Pizza with Fromage Blanc and Smoked Salmon

  • 1/3 cup Fromage Blanc or Marscapone
  • 4 slices smoked salmon
  • 1/2 lemon
  • 1 tablespoon chopped fresh dill

Prep oven per Mugnaini Pizza Oven Protocol.

Spread Fromage Blanc onto pizza dough using the back of a spoon. Place in wood-fired oven and bake until pizza is done, about 2 minutes.

Remove and arrange salmon on top. Squeeze lemon over salmon and sprinkle with fresh dill.
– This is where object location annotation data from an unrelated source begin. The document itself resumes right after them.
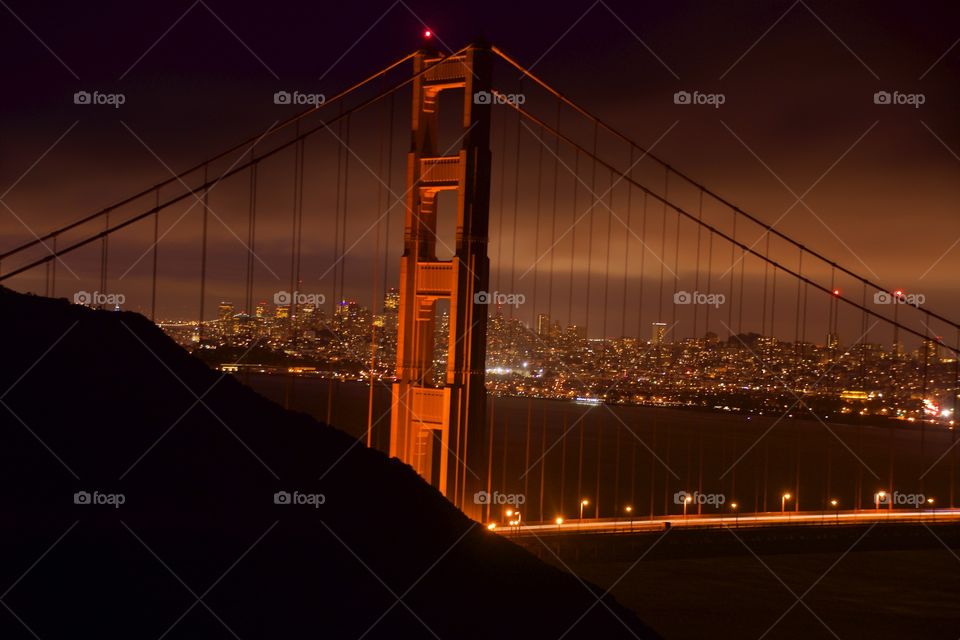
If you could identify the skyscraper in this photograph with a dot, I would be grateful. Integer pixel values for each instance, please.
(543, 324)
(658, 331)
(225, 319)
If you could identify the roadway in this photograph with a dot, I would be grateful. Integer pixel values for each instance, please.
(752, 520)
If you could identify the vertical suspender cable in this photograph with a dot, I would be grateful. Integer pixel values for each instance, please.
(156, 250)
(593, 206)
(203, 258)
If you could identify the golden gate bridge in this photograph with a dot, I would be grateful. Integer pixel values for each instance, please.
(508, 187)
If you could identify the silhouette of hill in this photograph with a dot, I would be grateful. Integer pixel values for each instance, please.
(104, 403)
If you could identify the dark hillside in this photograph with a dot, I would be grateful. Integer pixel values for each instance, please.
(103, 403)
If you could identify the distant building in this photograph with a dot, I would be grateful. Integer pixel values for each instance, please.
(658, 331)
(225, 317)
(543, 324)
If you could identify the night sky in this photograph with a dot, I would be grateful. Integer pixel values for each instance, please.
(877, 181)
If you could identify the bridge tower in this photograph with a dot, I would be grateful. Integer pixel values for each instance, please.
(439, 428)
Pizza with Fontina and Braised Mushrooms

  • 2 tablespoons extra virgin olive oil
  • 2 cups assorted raw mushrooms, thinly sliced
  • 1 clove garlic, minced
  • 1/4 cup white wine
  • 1 teaspoon chopped fresh tarragon
  • 1 teaspoon chopped fresh parsley
  • 1 tablespoon grated Parmigiano
  • 4 slices Fontina cheese

Prep oven per Mugnaini Pizza Oven Protocol.

Heat olive oil in a sauté pan over medium heat. When oil is hot, add mushrooms and cook until mushrooms are soft and liquid is absorbed. Add garlic, stir and cook for 1 minute. Add white wine and cook for 1-2 minutes more. Remove from heat and stir in herbs.

Place Fontina cheese on pizza dough. Top with sautéed mushrooms and sprinkle with Parmigiano. Place in wood-fired oven and bake until done, about 2 -3 minutes.

Pizza With Caramelized Onions, Fresh Thyme, and Maytag Blue Cheese

  • 2 tablespoons extra virgin olive oil
  • 2 cups thinly sliced yellow onions
  • Pinch salt
  • 1 teaspoon chopped fresh thyme
  • 2 tablespoons crumbled Maytag blue cheese

Prep oven per Mugnaini Pizza Oven Protocol.

Heat olive oil in sauté pan over low heat. Add onions with a pinch of salt. Cook, stirring occasionally over low heat until onions are caramelized, 45-50 minutes. Do not raise heat and “fry” onions. Remove from heat and stir in thyme. Spread onion mixture over pizza dough and top with blue cheese. Place in wood-fired oven and bake until done, about 2 minutes.